Круглый фанерный щит Кольки – сиденье от венского стула – был разрисован акварелью. В глазах рябило от дикой мазни, обозначающей, по словам Кольки, его рыцарский герб. Колька наскакивал на меня, выставив щит вперед, и все норовил ударить по руке. Ну, на, получи такое удовольствие! Я выставил руку, делая вид, что хочу ткнуть Кольку в живот. Он торжествующе оскалился и словно бы ненароком ударил сплеча. Раздался жестяной скрежет. Колька, готовый к тому, что он победит, опустил щит, застыл в недоумении на какую-то долю секунды.

Я легонько стукнул его по плечу, крикнул: «Падай!» – и снова занес меч. Колька упал в рыхлый затоптанный сугроб, и тогда я показал ему консервную банку, надетую на рукоятку меча.

– Видал?

– Ух ты! – восхитился он, поднимаясь.

– Вот тебе и «ух ты…»

Долька продолжал отступать. Щит его – днище от бочки – грохотал под ударами двух мечей.

Доски, из которых было сколочено днище, разошлись и держались только на проволоке.

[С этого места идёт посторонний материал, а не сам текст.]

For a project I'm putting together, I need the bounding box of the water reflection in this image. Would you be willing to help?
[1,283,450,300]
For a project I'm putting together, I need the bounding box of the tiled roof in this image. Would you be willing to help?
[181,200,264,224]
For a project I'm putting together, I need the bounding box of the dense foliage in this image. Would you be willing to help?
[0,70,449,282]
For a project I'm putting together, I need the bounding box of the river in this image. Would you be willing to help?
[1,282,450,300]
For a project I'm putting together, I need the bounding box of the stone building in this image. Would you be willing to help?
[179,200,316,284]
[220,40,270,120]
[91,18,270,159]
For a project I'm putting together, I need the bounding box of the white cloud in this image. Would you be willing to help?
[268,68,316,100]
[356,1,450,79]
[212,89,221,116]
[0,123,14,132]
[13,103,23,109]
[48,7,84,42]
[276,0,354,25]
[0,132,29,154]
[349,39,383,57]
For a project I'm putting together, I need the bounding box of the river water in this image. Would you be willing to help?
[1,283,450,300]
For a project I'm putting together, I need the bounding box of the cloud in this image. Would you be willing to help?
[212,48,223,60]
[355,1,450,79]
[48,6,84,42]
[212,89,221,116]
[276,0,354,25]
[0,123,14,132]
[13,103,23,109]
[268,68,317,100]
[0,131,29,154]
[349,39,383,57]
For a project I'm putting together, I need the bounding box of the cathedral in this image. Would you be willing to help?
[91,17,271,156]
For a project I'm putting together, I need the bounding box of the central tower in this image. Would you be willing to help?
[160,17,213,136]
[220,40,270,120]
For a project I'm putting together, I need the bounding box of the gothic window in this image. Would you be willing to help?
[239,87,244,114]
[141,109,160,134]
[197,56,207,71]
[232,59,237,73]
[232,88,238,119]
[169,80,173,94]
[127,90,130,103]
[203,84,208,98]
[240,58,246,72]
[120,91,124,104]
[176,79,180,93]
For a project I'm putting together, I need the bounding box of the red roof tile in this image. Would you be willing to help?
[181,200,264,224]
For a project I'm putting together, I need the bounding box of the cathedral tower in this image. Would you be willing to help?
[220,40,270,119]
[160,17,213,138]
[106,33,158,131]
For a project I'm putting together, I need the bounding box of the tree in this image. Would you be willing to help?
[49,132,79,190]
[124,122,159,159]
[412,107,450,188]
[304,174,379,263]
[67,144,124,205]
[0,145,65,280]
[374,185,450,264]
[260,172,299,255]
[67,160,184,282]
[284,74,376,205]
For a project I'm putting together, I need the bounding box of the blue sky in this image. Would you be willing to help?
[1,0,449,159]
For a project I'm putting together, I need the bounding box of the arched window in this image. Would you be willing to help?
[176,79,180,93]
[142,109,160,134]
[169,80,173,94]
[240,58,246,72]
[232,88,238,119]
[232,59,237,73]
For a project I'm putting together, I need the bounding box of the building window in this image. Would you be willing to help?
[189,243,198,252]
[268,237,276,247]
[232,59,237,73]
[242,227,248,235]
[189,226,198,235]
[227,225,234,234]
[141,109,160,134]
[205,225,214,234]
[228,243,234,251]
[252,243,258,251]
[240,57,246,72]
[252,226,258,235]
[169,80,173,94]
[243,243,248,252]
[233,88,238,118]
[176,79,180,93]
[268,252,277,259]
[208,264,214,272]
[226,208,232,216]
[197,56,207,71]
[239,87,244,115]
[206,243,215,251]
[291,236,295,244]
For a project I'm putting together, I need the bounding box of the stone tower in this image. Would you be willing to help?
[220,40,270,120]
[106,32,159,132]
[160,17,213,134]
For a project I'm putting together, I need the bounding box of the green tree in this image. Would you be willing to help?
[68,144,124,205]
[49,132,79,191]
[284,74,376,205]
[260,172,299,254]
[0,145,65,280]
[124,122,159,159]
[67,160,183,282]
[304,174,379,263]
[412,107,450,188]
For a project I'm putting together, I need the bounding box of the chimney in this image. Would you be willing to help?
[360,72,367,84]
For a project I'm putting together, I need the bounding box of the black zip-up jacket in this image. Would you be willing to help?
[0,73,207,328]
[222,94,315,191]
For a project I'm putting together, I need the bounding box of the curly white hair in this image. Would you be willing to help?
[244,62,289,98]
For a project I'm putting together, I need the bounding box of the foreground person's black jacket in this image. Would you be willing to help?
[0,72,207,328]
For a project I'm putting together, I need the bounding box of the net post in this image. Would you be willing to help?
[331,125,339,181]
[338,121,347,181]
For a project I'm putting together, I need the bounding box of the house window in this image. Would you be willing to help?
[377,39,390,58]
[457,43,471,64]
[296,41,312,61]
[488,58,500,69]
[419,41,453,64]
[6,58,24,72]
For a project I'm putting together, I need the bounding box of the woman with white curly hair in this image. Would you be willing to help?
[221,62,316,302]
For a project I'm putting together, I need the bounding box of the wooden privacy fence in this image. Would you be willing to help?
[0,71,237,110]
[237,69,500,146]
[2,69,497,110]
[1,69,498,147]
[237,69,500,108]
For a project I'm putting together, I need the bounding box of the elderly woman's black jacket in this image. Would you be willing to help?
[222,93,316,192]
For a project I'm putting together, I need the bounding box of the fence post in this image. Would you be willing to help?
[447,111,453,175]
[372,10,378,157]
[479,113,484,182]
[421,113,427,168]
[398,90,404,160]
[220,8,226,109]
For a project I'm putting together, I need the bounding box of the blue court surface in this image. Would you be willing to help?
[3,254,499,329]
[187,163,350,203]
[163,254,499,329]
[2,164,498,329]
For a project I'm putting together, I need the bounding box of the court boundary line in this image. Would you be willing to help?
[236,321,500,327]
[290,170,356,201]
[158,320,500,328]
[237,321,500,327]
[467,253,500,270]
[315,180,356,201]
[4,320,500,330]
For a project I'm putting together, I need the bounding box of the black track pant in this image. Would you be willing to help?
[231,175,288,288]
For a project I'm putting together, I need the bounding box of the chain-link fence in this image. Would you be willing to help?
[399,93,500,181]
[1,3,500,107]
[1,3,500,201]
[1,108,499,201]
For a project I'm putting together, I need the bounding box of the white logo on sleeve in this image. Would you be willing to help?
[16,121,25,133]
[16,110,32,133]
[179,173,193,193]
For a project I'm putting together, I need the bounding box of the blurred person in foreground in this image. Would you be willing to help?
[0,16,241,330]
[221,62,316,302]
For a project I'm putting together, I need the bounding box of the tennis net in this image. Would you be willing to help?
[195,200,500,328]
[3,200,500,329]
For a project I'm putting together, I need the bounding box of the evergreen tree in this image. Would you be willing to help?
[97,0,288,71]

Я отдышался и кинулся на Леньку – он был пониже меня, но коренастый и крепкий.

– Защищайся!

Ленька повернулся ко мне. Лицо у него было красное, в мелких бисеринках пота. Он не стал защищаться. Он напал, решив сразу покончить со мной. Я отпрыгнул назад и уперся спиной в круглые бревна сарая, а сверху на меня упала тень навеса. Долька, тоже прижатый к стене, был в двух шагах от меня. Генка пыхтел перед ним и яростно колотил по чему попало. Ленька, черпая низкими валенками снег, заходил на меня с другой стороны, меч он вскинул над головой, но, пробираясь ко мне, зацепился им за навес. Одна за другой посыпались перебитые сосульки и запрыгали по его плечам и щиту. Я кинулся на Леньку – он был ловчей меня. Его меч уперся мне в живот, но и я успел ударить его по колену.

– Падай!

– И ты падай!

Мы оба повалились на землю, потом поднялись и, стряхивая налипший снег, сдвигая шапки с потных лбов на затылок, поплелись к выбывшим из игры.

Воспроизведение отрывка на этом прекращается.